Market Overview: FTSE 100 Futures
FTSE 100 futures went higher last week, reversing the week before. Two legs down after a very strong breakout. The bears want a third leg, but with the daily chart going always in long, it would be better to be long or flat next week. It can go sideways, but I think the selling was profit-taking rather than swing bears.
FTSE 100 Futures
The Weekly FTSE chart
- The FTSE 100 futures went higher last week, with a bull bar closing near its high and a small tail.
- Some traders see the micro double bottom and the 2-bar reversal with the week before.
- The bulls see a breakout and follow-through, and now they have two legs sideways to down—a High 2. This is a classic setup for getting long in a trend.
- The bears argue for a parabolic wedge top, 3 – 4 legs up, and now they want two legs proportionate to the pattern.
- But they would need to include legs from BOM – which I think doesn’t count. If you look at March / April as the start of leg one, then leg 2 was the strong breakout. So expect two legs sideways to down before a final leg up.
- The counter-argument is that when it is unclear, traders will look at the trading range behaviour to persist.
- A 50% pullback after a bull spike is a buy setup, and traders will look for the market to stop going down and try to get long.
- Most bears should exit after a High 2.
- It was a big-small-big pattern and traders expected a pullback and then trend resumption.
- They can argue 5 bars down is strong, so they should get a second leg / bar sideways to down. And they probably will, but with a tail below.
- But it’s dangerous to sell here above a strong bull bar and a weak sell below it. The MA and BOP are there. So, I would be surprised if all the limit order traders get filled.
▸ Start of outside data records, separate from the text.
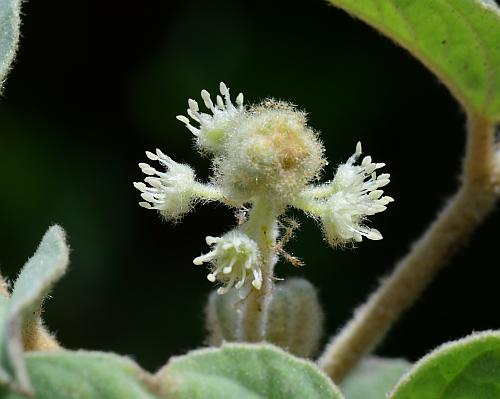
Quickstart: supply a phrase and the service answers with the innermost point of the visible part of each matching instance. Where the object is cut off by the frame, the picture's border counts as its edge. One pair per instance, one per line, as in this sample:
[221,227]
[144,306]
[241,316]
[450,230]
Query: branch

- Open gaps are a sign of breakout / trending behaviour, and you should rarely trade against the side of the gaps.
- Some traders will argue that we should be always-in short, but in my rules, we did not break any swing points of the bulls, so we are either always long or sideways in a bull channel.
- Expect sideways to up next week.
The Daily FTSE chart
- The FTSE 100 futures went down briefly on Friday with a bear doji.
- It is the fifth higher-high in this tight channel which crossed the MA.
- It was a 4-bar bull microchannel, which got broken on Friday and found buyers below, not sellers. Thats a problem for bears.
- It was three legs down, and last week, the inside bar, which was the start of leg 3, just had a breakout above it and a pullback test. This is another problem for bears.
- So, a wedge bottom after a HTF bull breakout means trend resumption is coming soon.
- 5 – 6 bars up, so we might go sideways around here.
- It is a weak buy above the bear outside bar, which also got a bear breakout below.
- However, some computers will see the close above the midpoint as a bull bar, making it a better buy/buy below than a strong sell.
- Bears will argue their first leg was so strong they need another leg for symmetry. But with two strong failed breakouts below the lows the best they get now is a trading range.
- Maybe sellers above the second leg. But they will need to be quick to exit and now scale into that trade, I think. Because a measured move up is the highs of the range.
- I think we flipped back to always being in long now—wedge bottom and bull microchannel—so it will likely break out and need a second leg sideways to up.